В комнате было тихо. Клайв спал в своей кровати.

На лице его играла улыбка.

Увидев эту улыбку, Уиллис с криком отскочил назад. Он оделся. И побежал.

Он падал, словно осенний лист, в аэротрубе, с каждым нескончаемым мгновением становясь старше и тяжелее.

В складской каморке, где «спал» старик, было гораздо тише, чем обычно.

Уиллис наклонился. Рука его задрожала. Наконец он прикоснулся к старику.

— Сэр?..

Тот остался неподвижен. Борода его не ощетинилась. И глаза не загорелись голубым огнем. И губы не взрогнули, произнося дружеские проклятия…

— О мистер Шоу, — произнес Уиллис. — Значит, вы мертвы, господи, вы действительно мертвы?

Старик был мертв, если можно так сказать о машине, которая перестала говорить, генерировать электрические заряды мысли, двигаться. Его фантазии и философские высказывания, словно снег, застыли на его сомкнутых губах.
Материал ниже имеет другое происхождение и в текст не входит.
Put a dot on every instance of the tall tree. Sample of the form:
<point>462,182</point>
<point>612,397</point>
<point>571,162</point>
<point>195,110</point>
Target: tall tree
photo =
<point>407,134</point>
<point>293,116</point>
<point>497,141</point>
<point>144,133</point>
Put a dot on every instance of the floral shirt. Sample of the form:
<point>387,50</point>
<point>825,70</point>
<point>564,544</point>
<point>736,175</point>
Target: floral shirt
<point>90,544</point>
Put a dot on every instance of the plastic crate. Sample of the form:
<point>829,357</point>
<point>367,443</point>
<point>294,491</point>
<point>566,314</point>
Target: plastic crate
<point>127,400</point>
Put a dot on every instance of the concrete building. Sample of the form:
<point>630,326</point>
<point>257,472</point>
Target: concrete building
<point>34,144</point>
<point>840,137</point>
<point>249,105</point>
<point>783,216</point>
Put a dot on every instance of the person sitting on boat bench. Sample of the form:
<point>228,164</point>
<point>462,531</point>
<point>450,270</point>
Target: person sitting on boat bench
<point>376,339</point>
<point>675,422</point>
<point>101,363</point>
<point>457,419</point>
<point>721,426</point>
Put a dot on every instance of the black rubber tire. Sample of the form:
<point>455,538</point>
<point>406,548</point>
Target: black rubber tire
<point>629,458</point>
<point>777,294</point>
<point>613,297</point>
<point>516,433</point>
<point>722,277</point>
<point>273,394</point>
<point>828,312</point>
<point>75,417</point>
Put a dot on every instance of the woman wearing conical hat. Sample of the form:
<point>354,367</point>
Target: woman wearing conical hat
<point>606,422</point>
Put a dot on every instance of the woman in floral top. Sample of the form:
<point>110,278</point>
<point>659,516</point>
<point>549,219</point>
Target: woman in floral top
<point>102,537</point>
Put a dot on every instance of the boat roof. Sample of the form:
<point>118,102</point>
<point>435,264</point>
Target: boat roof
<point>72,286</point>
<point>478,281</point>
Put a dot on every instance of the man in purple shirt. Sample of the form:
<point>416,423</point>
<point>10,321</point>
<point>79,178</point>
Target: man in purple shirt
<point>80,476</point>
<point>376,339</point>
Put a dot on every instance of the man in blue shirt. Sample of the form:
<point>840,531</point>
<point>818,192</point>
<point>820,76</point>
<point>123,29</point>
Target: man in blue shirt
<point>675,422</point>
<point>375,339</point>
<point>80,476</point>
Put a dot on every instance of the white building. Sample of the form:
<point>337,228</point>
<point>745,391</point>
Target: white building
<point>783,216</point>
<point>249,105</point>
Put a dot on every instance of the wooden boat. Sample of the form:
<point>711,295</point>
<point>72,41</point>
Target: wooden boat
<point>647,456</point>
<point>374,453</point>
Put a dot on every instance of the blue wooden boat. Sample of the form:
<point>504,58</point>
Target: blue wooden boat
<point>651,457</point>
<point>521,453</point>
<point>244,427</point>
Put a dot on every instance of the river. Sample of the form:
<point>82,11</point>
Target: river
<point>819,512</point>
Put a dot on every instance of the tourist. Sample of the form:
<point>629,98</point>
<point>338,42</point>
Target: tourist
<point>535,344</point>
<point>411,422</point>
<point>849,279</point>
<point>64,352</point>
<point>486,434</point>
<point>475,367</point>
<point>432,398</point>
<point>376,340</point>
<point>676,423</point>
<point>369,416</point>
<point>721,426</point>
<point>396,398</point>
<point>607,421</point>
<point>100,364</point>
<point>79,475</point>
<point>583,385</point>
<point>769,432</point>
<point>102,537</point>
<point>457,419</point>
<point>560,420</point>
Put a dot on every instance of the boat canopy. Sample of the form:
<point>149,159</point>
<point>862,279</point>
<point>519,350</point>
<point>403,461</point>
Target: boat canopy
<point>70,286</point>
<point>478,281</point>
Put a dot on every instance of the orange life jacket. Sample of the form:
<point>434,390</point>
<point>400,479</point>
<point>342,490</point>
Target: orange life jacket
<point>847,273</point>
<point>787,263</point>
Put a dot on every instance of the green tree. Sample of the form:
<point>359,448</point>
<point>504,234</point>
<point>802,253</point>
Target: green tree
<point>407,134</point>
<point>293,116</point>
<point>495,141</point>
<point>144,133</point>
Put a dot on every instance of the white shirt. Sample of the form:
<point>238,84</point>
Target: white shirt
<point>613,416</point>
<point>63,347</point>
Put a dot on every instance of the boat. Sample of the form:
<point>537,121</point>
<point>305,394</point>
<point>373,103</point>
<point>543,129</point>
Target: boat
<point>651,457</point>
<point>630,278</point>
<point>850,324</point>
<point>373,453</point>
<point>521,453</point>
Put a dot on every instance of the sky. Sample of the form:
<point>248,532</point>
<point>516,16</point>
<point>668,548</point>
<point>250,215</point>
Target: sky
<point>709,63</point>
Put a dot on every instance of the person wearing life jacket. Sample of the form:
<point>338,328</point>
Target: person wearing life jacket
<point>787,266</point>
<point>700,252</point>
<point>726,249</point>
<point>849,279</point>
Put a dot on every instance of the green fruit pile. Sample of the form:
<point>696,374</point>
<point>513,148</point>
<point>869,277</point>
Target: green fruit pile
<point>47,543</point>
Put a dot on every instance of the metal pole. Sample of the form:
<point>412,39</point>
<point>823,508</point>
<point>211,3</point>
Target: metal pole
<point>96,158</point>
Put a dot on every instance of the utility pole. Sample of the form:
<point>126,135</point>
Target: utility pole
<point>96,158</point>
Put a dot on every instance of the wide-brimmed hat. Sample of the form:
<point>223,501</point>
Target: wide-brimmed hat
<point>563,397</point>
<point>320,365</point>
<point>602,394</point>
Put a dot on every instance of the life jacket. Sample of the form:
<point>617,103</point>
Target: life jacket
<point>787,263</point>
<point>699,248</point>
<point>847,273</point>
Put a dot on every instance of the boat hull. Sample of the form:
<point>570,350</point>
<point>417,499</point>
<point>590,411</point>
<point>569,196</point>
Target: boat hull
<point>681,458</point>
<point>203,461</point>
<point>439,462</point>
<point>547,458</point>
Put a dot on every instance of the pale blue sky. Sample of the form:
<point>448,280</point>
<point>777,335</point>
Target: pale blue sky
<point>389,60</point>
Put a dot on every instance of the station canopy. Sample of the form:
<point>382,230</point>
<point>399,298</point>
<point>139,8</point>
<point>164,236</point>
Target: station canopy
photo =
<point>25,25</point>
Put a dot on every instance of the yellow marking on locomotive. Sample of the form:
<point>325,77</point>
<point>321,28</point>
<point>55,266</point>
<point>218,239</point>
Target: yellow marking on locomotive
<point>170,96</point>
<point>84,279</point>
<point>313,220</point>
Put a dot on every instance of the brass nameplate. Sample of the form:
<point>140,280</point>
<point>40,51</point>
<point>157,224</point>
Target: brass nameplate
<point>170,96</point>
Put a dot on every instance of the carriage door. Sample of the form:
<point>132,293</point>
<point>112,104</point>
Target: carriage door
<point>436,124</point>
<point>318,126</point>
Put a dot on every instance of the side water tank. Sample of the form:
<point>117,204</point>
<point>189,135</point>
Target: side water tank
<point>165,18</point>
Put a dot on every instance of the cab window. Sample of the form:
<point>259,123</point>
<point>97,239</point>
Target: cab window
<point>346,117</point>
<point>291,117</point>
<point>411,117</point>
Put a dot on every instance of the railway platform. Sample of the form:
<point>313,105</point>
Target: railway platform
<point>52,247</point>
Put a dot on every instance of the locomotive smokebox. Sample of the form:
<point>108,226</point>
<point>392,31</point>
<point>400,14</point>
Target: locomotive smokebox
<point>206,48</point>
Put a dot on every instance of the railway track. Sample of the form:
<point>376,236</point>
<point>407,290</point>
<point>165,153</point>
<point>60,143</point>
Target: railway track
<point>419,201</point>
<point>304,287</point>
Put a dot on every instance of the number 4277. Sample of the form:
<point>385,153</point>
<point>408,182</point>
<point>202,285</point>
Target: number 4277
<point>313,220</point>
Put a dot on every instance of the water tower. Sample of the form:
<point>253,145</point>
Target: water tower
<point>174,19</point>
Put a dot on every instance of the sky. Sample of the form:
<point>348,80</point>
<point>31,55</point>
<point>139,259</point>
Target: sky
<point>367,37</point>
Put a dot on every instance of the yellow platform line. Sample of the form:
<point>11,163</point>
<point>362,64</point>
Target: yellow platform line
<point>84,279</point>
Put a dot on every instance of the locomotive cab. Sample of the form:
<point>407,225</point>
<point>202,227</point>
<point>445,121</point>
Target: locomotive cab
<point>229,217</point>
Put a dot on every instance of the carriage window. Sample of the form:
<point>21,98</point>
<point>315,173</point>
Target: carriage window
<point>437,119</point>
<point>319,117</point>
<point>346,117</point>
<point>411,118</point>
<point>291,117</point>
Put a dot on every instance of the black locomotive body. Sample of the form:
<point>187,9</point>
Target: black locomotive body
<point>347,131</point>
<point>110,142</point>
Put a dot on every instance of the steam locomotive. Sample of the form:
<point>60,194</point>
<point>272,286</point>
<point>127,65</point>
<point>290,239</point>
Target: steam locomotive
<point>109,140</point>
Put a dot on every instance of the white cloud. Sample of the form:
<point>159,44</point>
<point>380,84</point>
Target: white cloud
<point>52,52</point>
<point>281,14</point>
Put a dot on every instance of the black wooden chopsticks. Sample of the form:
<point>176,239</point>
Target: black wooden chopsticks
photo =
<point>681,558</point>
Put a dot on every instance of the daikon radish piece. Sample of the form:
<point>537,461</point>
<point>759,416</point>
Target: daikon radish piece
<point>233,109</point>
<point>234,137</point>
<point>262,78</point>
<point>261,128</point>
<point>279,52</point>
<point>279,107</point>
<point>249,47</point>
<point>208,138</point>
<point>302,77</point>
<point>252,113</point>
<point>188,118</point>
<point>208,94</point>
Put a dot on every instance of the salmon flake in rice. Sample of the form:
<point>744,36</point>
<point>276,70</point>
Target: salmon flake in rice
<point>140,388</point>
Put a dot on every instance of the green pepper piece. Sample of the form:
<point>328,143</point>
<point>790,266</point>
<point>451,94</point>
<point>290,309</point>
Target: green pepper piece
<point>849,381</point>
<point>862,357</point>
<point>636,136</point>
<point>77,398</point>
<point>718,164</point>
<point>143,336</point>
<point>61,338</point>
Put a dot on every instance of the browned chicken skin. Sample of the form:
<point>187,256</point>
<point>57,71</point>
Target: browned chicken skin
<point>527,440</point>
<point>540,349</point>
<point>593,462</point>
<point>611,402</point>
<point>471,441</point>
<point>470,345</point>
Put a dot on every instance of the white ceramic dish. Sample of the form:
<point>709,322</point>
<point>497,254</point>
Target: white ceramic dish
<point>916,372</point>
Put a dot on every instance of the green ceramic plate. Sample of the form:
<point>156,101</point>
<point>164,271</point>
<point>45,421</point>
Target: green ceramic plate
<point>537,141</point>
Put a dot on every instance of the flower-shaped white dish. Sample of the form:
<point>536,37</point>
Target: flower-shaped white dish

Уиллис поворачивал тело так и эдак, пытая отыскать какой-нибудь надрез, рану или кровоподтек на коже.

Он думал о предстоящих годах, долгих годах пути, когда не будет рядом мистера Шоу, с которым можно вести беседы, просто поболтать, посмеяться. Женщины, лежащие на складских полках, да, женщины в койках поздними вечерами, хохочущие своими странными, записанными на пленку голосами совершающие свои странные механические движения и произносящие те же глупые слова, которые произносились среди тысяч ночей, в тысячах миров.